O setor de foodservice é, para especialistas, um verdadeiro campo de oportunidades para a suinocultura. Com demanda crescente por produtos de qualidade, previsibilidade e rastreabilidade, grandes redes e restaurantes têm se tornado parceiros estratégicos de produtores que conseguem alinhar produção, sustentabilidade e atendimento aos padrões internacionais.
De acordo com Romeu Bellon, especialista em compras e supply chain, compreender as tendências do setor e as expectativas do consumidor é essencial para que a suinocultura se adapte e aproveite oportunidades estratégicas. “Foodservice no Brasil movimentou R$ 166 bilhões em 2023, com crescimento mesmo em um cenário pós-pandemia. É um mercado que representa entre 2,3% e 2,7% do PIB nacional, com cerca de 6 milhões de empregos diretos. E estamos falando de oportunidades reais para a cadeia suína”, explica Romeu.
“A geração Z, por exemplo, busca conveniência, personalização e rapidez. Mas também valoriza aspectos nutricionais e sustentabilidade” Romeu Bellon – especialista em comprar e supply chain.
Ele destaca que a pandemia acelerou a digitalização, reforçando a importância de operações multicanais e a integração entre lojas físicas e plataformas digitais. “O delivery cresceu significativamente, mas trouxe desafios de margem. Para atender às demandas, foi necessário reinventar processos, reduzir custos e manter a qualidade do produto”, afirma.
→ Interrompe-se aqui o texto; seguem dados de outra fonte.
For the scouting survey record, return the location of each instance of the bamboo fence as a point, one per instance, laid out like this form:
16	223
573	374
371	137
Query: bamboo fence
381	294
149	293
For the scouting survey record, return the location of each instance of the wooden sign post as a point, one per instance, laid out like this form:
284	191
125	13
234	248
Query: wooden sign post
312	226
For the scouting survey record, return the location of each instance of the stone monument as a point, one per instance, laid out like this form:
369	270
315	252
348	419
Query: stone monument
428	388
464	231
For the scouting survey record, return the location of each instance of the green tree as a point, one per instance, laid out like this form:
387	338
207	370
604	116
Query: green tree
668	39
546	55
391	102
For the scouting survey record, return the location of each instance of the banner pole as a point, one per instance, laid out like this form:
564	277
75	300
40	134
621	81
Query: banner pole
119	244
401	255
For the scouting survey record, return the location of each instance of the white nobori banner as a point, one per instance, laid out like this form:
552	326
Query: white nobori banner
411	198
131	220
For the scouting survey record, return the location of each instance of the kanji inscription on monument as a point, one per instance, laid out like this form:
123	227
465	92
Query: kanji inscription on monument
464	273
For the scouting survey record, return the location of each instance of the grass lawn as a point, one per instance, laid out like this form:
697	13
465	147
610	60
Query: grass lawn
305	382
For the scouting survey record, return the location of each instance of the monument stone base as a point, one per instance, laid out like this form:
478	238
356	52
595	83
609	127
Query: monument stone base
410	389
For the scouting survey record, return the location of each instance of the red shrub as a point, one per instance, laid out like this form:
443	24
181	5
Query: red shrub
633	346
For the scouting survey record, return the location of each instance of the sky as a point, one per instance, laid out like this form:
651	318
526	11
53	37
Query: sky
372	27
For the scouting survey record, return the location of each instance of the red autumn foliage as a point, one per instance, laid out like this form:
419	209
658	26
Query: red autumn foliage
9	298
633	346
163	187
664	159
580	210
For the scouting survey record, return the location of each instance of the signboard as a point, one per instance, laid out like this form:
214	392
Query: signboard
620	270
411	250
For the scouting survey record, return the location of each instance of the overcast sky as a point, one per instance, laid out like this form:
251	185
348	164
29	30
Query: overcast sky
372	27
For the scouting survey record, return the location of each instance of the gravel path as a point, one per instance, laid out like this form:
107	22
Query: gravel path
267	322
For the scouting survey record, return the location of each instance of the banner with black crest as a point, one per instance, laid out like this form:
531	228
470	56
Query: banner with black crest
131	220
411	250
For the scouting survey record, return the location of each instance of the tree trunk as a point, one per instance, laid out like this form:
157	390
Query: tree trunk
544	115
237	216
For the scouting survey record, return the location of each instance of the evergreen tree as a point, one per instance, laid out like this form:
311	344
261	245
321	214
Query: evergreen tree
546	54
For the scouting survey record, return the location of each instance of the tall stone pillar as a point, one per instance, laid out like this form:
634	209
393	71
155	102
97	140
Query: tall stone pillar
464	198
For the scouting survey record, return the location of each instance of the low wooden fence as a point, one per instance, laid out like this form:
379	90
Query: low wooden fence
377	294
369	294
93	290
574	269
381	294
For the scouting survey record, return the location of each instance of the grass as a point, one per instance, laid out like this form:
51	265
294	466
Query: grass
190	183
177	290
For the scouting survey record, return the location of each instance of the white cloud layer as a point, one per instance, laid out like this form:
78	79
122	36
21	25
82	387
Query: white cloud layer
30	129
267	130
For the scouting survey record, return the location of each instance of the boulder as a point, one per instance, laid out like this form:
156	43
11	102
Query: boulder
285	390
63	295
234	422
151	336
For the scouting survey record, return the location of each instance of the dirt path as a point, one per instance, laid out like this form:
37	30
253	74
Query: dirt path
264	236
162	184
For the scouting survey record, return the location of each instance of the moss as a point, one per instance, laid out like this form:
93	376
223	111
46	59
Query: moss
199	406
O especialista ressalta a relevância da experiência do consumidor, que vai além do sabor. “A geração Z, por exemplo, busca conveniência, personalização e rapidez. Mas também valoriza aspectos nutricionais e sustentabilidade, como mostram pesquisas do Instituto de Nutricionismo de Brasília: 78% se preocupam com a saúde e 65% com a sustentabilidade hídrica”.